Taxes are unpleasant, we all know this. The only thing about taxes that all Americans can agree on is that someone else should pay them.
Perhaps we can learn something by examining how much we pay in taxes, who pays them, and how our tax payments have changed in the last 20 years or so. We can do this pretty easily, thanks to one of our tax-supported government agencies, the Internal Revenue Service. Every year it examines all the returns that are filed and analyzes changes in the patterns of tax payments. The latest year for which the data is complete is 2005. The basic data is available in the imaginatively titled work, "Individual Income Tax Rates and Shares, 2005." Here are the key lessons from that data:
Historically, it's basically the same old, same-old. In 2005 those who paid income taxes collectively paid 13.6 percent of income, not exactly overwhelming.
In fact, for all the drama about the Bush tax cuts, the reality is that our tax burden is about the same today as it was before Bill Clinton was president. In the seven years before B.C., our average tax rate was 13.9 percent. In 1992 we paid taxes at an average rate of 13.7 percent.

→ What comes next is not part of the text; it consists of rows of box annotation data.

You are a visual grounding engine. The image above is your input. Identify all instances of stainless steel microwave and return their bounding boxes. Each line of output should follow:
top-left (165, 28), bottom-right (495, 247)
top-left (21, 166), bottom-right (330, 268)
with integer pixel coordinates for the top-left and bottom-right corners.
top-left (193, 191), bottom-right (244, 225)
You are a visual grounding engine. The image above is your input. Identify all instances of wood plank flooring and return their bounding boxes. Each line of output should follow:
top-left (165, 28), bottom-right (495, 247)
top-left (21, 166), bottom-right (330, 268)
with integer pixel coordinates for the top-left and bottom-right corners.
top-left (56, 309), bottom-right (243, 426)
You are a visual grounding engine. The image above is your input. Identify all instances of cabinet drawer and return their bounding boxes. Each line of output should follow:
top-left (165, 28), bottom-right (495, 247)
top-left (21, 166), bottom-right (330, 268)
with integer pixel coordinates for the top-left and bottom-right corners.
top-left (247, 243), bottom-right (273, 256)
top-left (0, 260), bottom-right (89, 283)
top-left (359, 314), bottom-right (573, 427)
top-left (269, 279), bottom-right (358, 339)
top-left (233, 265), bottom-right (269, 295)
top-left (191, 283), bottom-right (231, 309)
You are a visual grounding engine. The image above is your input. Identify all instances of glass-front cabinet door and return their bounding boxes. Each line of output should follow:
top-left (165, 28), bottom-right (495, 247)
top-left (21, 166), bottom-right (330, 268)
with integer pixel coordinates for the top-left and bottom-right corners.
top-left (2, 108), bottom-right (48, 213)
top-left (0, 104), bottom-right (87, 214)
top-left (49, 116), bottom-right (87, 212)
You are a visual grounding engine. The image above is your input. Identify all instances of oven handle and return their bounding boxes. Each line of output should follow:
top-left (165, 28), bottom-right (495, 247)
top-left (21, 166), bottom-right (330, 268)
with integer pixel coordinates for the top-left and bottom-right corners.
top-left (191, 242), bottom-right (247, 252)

During the eight years Clinton was in office, the average tax rate rose from 14.1 percent (1993) to 16.1 percent (2000). In the Bush years since then, the average tax rate has declined from 15.2 percent to 13.6 percent.
Do you see high drama here? Do you see gigantic change?

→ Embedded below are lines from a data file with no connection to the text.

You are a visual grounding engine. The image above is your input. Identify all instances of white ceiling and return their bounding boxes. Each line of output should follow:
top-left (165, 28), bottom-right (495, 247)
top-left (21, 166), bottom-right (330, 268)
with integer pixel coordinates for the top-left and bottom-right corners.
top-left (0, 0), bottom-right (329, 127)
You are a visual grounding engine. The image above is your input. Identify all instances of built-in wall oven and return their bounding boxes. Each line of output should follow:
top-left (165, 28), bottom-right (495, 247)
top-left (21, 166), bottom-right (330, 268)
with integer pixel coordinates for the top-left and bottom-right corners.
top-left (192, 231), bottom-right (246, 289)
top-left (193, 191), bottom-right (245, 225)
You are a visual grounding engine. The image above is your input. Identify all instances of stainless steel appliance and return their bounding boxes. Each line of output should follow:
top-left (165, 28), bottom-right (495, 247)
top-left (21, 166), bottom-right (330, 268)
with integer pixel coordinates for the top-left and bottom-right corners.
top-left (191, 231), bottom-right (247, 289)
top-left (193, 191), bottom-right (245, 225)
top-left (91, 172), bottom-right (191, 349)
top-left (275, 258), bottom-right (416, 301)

Today, fewer people pay income taxes. In 1986 Americans filed 103 million federal income tax returns. Of those, 84 million had to pay some taxes. That's 81.5 percent of all returns. By the time Clinton took office, the percentage of filers paying taxes had declined to 75 percent. During the Bush years, the percentage of filers who paid taxes continued to decline. It fell to just 67.4 percent in 2005.
This is not a minor number. In 2005 some 134 million American households filed tax returns. Only 90 million of them paid any taxes. While the number of households filing returns rose by 5 million, the number of households actually paying income taxes fell 6 million. Basically, 11 million lower-income households don't have to pay income taxes that would have had to pay taxes before the Bush tax cuts.
Today, the rich pay more; the poor pay less. Bush tax rate cuts notwithstanding, those with high incomes continue to pay at much higher rates than those with lower incomes. They also pay much more of the total tax bill. Just 953,000 taxpayers - about 1 percent of the total who paid taxes - paid at the top 35 percent tax rate in 2005, paying $315.4 billion in taxes on $1.094 trillion in income.
What does this all mean?
Simple. When political talk turns to tax "fairness," none of the candidates mentions what constitutes a high income. So I thought you might want to know. You were in the top 25 percent of taxpayers in 2005 if your taxable income exceeded $61,055.